- Born: 19 December 1951 Durham, North Carolina, U.S.
- Died: January 11, 2021 (aged 69) Brooklyn, New York, U.S.
- Occupation: Professor
- Writing career
- Genre: Cultural Studies
- Notable work: The Rise of the Blogosphere
- Website: onefleweast.net

= Aaron Barlow =

American writer & academic (1951-2021)

Aaron Barlow (19 December 1951 – 11 January 2021) was a Cultural Studies scholar and a Professor of English at New York City College of Technology of the City University of New York.

==Background==
Barlow was born in Durham, North Carolina. He earned his B.A. at Beloit College and his M.A. and Ph.D. at The University of Iowa with a dissertation on Philip K. Dick.

==Career==
Barlow specialized in the impact of technology on contemporary American culture. His series of 'blogosphere' books, The Rise of the Blogosphere, Blogging America: The New Public Sphere, and Beyond the Blogosphere: Information and Its Children (with Robert Leston), explores the impact of New Media on American society and culture. He has also written two books related to film and the film industry, The DVD Revolution: Movies, Culture, and Technology and Quentin Tarantino: Life at the Extremes. More recently, he has moved into other areas, producing The Cult of Individualism: A History of an Enduring American Myth (2013) and The Depression Era: A Historical Exploration of Literature (2016) and has edited Doughboys on the Western Front: Memories of American Soldiers in the Great War (2016) as well as the two-volume set Star Power: The Impact of Branded Celebrity (2014).

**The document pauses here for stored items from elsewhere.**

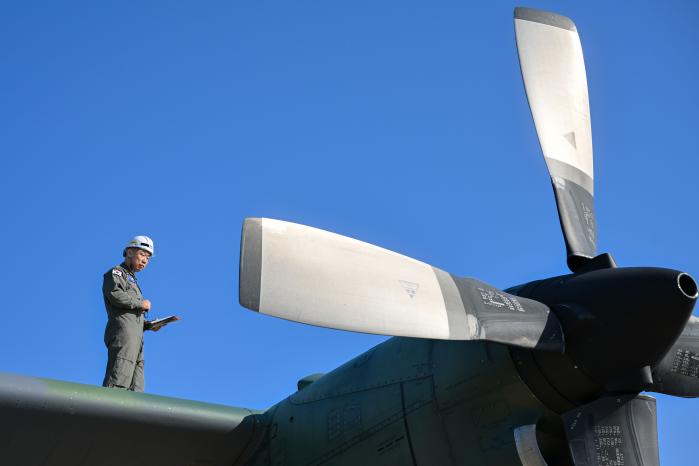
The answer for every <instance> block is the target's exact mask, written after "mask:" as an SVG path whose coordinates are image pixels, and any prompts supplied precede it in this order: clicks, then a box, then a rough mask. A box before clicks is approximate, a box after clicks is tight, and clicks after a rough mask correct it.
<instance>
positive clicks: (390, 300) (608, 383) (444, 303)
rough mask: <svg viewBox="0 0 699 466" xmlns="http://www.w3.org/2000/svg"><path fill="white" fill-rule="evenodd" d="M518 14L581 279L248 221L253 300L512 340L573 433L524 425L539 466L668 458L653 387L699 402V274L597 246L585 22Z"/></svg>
mask: <svg viewBox="0 0 699 466" xmlns="http://www.w3.org/2000/svg"><path fill="white" fill-rule="evenodd" d="M514 16H515V33H516V40H517V48H518V52H519V60H520V65H521V69H522V77H523V80H524V85H525V90H526V94H527V98H528V101H529V106H530V108H531V112H532V117H533V119H534V123H535V126H536V131H537V134H538V137H539V141H540V144H541V149H542V152H543V155H544V159H545V161H546V165H547V167H548V171H549V174H550V177H551V181H552V185H553V191H554V195H555V199H556V204H557V208H558V214H559V219H560V223H561V228H562V230H563V236H564V239H565V244H566V250H567V263H568V267H569V268H570V270H571V271H572V272H573V274H571V275H565V276H560V277H553V278H548V279H544V280H537V281H535V282H531V283H527V284H524V285H520V286H517V287H514V288H511V289H508V290H506V291H502V290H499V289H497V288H494V287H492V286H490V285H488V284H486V283H483V282H481V281H479V280H477V279H473V278H462V277H456V276H454V275H451V274H449V273H447V272H444V271H442V270H440V269H437V268H435V267H432V266H430V265H428V264H425V263H423V262H420V261H417V260H415V259H411V258H409V257H406V256H403V255H400V254H397V253H395V252H392V251H389V250H386V249H383V248H380V247H378V246H374V245H371V244H367V243H364V242H361V241H358V240H355V239H352V238H348V237H345V236H341V235H337V234H334V233H330V232H327V231H323V230H319V229H316V228H312V227H308V226H304V225H298V224H294V223H290V222H284V221H280V220H272V219H266V218H262V219H261V218H249V219H246V220H245V222H244V225H243V232H242V241H241V254H240V290H239V291H240V303H241V304H242V305H243V306H245V307H247V308H249V309H252V310H255V311H258V312H260V313H263V314H268V315H272V316H276V317H281V318H284V319H288V320H292V321H297V322H303V323H307V324H311V325H319V326H323V327H331V328H337V329H344V330H351V331H358V332H366V333H377V334H383V335H395V336H408V337H417V338H431V339H444V340H482V341H491V342H496V343H501V344H506V345H509V346H510V347H511V350H510V351H511V354H512V355H513V358H514V359H515V360H516V362H517V364H516V366H517V369H518V370H519V372H520V376H521V377H522V379H523V380H524V381H525V382H526V383H527V385H528V386H529V388H530V389H531V391H532V392H533V393H534V394H535V395H536V397H537V398H538V399H539V400H540V401H542V403H544V404H546V405H547V406H548V407H549V408H550V409H551V411H552V412H555V413H558V416H557V417H555V419H556V423H558V424H560V426H559V427H560V435H556V434H555V429H554V434H552V435H550V436H549V438H551V439H553V440H552V441H550V442H547V443H548V444H549V446H550V445H553V447H552V448H554V449H555V450H556V453H555V455H554V456H550V452H549V453H547V452H546V451H541V450H540V449H539V448H538V446H537V445H534V444H533V442H534V443H535V442H536V441H537V438H538V436H537V433H538V430H537V429H538V425H535V426H531V425H529V426H522V427H520V428H518V429H517V430H516V431H515V440H516V443H517V448H518V451H519V453H520V455H523V457H526V458H527V459H526V461H525V459H524V458H523V462H525V464H544V461H545V458H546V457H547V456H549V457H550V458H551V457H555V458H560V455H559V454H560V451H563V452H564V455H565V456H566V457H569V459H570V461H572V463H573V464H575V465H587V466H596V465H599V466H602V465H608V464H625V465H627V466H641V465H645V466H648V465H657V464H658V462H659V460H658V444H657V421H656V412H655V400H654V399H653V398H651V397H648V396H645V395H639V393H640V392H641V391H649V390H650V391H656V392H660V393H666V394H670V395H677V396H684V397H696V396H699V319H696V318H692V317H691V313H692V310H693V308H694V305H695V303H696V300H697V296H698V295H699V293H698V291H697V284H696V282H695V281H694V280H693V279H692V278H691V277H690V276H689V275H688V274H686V273H683V272H681V271H677V270H670V269H661V268H648V267H647V268H619V267H617V266H616V263H615V262H614V260H613V259H612V257H611V256H610V255H609V254H601V255H597V225H596V221H595V213H594V187H593V160H592V136H591V129H590V109H589V102H588V94H587V79H586V76H585V65H584V61H583V54H582V47H581V45H580V39H579V36H578V33H577V29H576V27H575V25H574V24H573V22H572V21H571V20H570V19H568V18H566V17H563V16H560V15H556V14H554V13H548V12H544V11H539V10H534V9H530V8H517V9H515V14H514ZM564 342H565V345H564ZM547 422H548V421H547ZM563 432H565V434H564V433H563ZM544 450H546V448H544Z"/></svg>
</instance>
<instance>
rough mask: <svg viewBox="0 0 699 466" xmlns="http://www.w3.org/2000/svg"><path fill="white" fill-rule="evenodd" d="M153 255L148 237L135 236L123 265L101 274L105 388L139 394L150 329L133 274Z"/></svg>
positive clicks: (124, 250)
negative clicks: (105, 355)
mask: <svg viewBox="0 0 699 466" xmlns="http://www.w3.org/2000/svg"><path fill="white" fill-rule="evenodd" d="M154 252H155V250H154V247H153V241H152V240H151V239H150V238H149V237H147V236H136V237H135V238H134V239H132V240H131V241H130V242H129V243H128V244H127V245H126V247H125V248H124V251H123V253H122V255H123V256H124V262H122V263H121V264H120V265H117V266H116V267H114V268H112V269H110V270H109V271H107V273H105V274H104V281H103V284H102V294H103V296H104V306H105V308H106V309H107V316H108V317H109V320H108V321H107V327H106V329H105V331H104V343H105V345H107V350H108V359H107V370H106V372H105V375H104V381H103V382H102V385H103V386H105V387H116V388H123V389H126V390H131V391H135V392H142V391H143V387H144V377H143V331H144V330H151V328H150V325H149V323H148V322H146V320H145V317H144V314H145V313H146V312H148V310H149V309H150V308H151V303H150V301H149V300H147V299H144V298H143V295H142V294H141V288H140V287H139V286H138V282H137V280H136V273H137V272H140V271H141V270H143V269H145V268H146V266H147V265H148V261H149V260H150V258H151V257H152V256H153V254H154ZM152 330H154V331H157V330H158V329H157V328H153V329H152Z"/></svg>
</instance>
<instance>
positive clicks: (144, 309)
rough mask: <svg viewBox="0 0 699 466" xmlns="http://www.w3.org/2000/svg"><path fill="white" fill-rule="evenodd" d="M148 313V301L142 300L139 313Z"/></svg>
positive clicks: (148, 303)
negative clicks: (139, 312) (140, 310)
mask: <svg viewBox="0 0 699 466" xmlns="http://www.w3.org/2000/svg"><path fill="white" fill-rule="evenodd" d="M148 311H150V301H149V300H147V299H144V300H143V302H142V303H141V312H148Z"/></svg>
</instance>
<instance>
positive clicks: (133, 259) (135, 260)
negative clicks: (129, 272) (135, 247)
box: [126, 248, 150, 272]
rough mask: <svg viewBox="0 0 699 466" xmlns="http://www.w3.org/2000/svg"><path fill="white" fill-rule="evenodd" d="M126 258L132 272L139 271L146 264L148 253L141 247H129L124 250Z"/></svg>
mask: <svg viewBox="0 0 699 466" xmlns="http://www.w3.org/2000/svg"><path fill="white" fill-rule="evenodd" d="M126 260H127V263H128V265H129V267H131V269H132V270H133V271H134V272H140V271H141V270H143V269H145V268H146V265H148V261H149V260H150V253H149V252H146V251H144V250H143V249H137V248H129V249H127V250H126Z"/></svg>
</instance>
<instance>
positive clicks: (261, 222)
mask: <svg viewBox="0 0 699 466" xmlns="http://www.w3.org/2000/svg"><path fill="white" fill-rule="evenodd" d="M240 304H241V305H243V306H245V307H247V308H249V309H252V310H254V311H258V312H261V313H263V314H268V315H272V316H275V317H281V318H283V319H287V320H292V321H296V322H303V323H306V324H311V325H318V326H321V327H330V328H336V329H343V330H351V331H356V332H365V333H376V334H381V335H394V336H408V337H418V338H435V339H445V340H489V341H495V342H499V343H505V344H510V345H515V346H520V347H524V348H537V349H542V350H548V351H558V352H561V351H562V350H563V336H562V331H561V327H560V324H559V322H558V319H557V318H556V316H555V315H554V314H553V313H552V312H550V311H549V309H548V307H547V306H546V305H544V304H542V303H539V302H537V301H534V300H531V299H527V298H520V297H518V296H514V295H511V294H508V293H505V292H503V291H500V290H498V289H496V288H494V287H492V286H490V285H487V284H485V283H483V282H480V281H478V280H474V279H469V278H457V277H454V276H452V275H450V274H448V273H446V272H444V271H442V270H439V269H436V268H434V267H431V266H430V265H428V264H425V263H423V262H420V261H417V260H415V259H411V258H409V257H406V256H403V255H400V254H397V253H395V252H392V251H388V250H386V249H383V248H380V247H378V246H374V245H371V244H368V243H364V242H362V241H358V240H355V239H352V238H348V237H345V236H341V235H337V234H334V233H330V232H327V231H323V230H319V229H316V228H311V227H308V226H304V225H298V224H295V223H289V222H283V221H279V220H272V219H266V218H263V219H260V218H249V219H246V220H245V223H244V224H243V233H242V241H241V253H240Z"/></svg>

In 2011, he edited a volume of essays written by Returned Peace Corps Volunteers called One Hand Does Not Catch a Buffalo in celebration of the 50th anniversary of the Peace Corps, Barlow himself having served in Togo (88–90). The book won a silver medal in the Travel Essay category of the 2011 Independent Publisher Book Awards His academic career includes two years as a senior lecturer at the University of Ouagadougou in Burkina Faso as a Fulbright Fellow from 1985 to 1987. Since 2013, he has been Faculty Editor of Academe, the magazine of the American Association of University Professors (AAUP) and executive editor of the Academe blog. In 2016, he wrote regularly for Salon on political issues but stopped after the November election. His article "The Triumph of the Lie: How Honesty and Morality Died in Right-Wing Politics" appeared in the Summer 2017 issue of The Public Eye.

==Selected publications==
- ¿Cuánto te Asusta el Caos? Política, Religión y Filosofía en la obra de Philip K. Dick 2003. ISBN 9788496013056.
- The DVD Revolution: Movies, Culture, and Technology. 2004. ISBN 0275983870.
- The Rise of the Blogosphere. 2007. ISBN 0275989968.
- Blogging America: The New Public Sphere. 2007. ISBN 027599872X.
- Quentin Tarantino: Life at the Extremes. 2010. ISBN 031338004X.
- One Hand Does Not Catch a Buffalo. Editor. 2011. ISBN 1609520009.
- Beyond the Blogosphere: Information and Its Children with Robert Leston. 2011. ISBN 0313392870.
- The Cult of Individualism: A History of an Enduring American Myth. 2012. ISBN 9781440828294.
- Star Power: The Impact of Branded Celebrity. Editor. 2014. ISBN 9780313396175.978-1-61069-705-7
- The Depression Era: A Historical Exploration of Literature. 2016. ISBN 978-1-61069-705-7.
- Doughboys on the Western Front: Memories of American Soldiers in the Great War. Editor. 2016. ISBN 978-1-4408-4374-7.
- The 25 Sitcoms that Changed Television. Edited with Laura Westengard. 2018. ISBN 978-1440838866.
- Pop Goes the Decade: The Sixties. With Martin Kich. 2020. ISBN 978-1440862847.
- The Manhattan Project and the Dropping of the Atomic Bomb. Editor. 2020. ISBN 978-1440859434.